L’écologie et la protection de l’environnement ne seraient- elles  pas une priorité dans un pays à redresser économiquement ?… Cependant la qualité de notre environnement influe directement sur notre santé et sur celle des générations futures. La santé des Tunisiens ne serait-elle donc pas une priorité ? Et le chômage n’est-il pas lié à une conjoncture économique et l’économie n’est-elle pas basée en partie sur le tourisme ? La collecte des déchets et leur traitement ne sont-ils pas créateurs d’emplois ?

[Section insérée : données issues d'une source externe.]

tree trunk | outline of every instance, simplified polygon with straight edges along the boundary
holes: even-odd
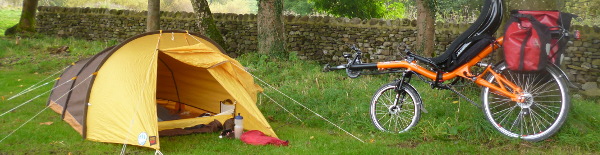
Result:
[[[431,0],[417,0],[417,44],[415,48],[423,56],[433,56],[435,49],[435,12]]]
[[[8,28],[5,35],[14,35],[17,33],[35,32],[35,13],[37,11],[38,0],[23,0],[23,9],[21,10],[21,19],[17,25]]]
[[[285,56],[283,0],[258,0],[258,52]]]
[[[146,32],[160,30],[160,0],[148,0]]]
[[[217,25],[215,24],[215,20],[212,16],[212,12],[210,11],[208,2],[206,0],[191,0],[191,2],[192,7],[194,8],[194,13],[198,18],[196,20],[199,30],[198,33],[205,35],[217,42],[217,44],[221,45],[225,51],[232,51],[232,49],[229,49],[229,46],[223,39],[223,35],[221,35],[219,29],[217,29]]]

Que ce soit dans les quartiers chics de Gammarth ou de Mutuelleville,  ou encore en pleine campagne, prêt de Oudhna, de Sejnane, de Sousse… le constat est le même : les déchets domestiques sont déversés directement dans la nature. Ici c’est un canyon, ici un oued, là-bas un marécage ou une zone humide qui accueillent ces cadeaux empoisonnés! S’agit-il d’une mauvaise, voire d’une absence totale, de gestion des déchets ? Certainement !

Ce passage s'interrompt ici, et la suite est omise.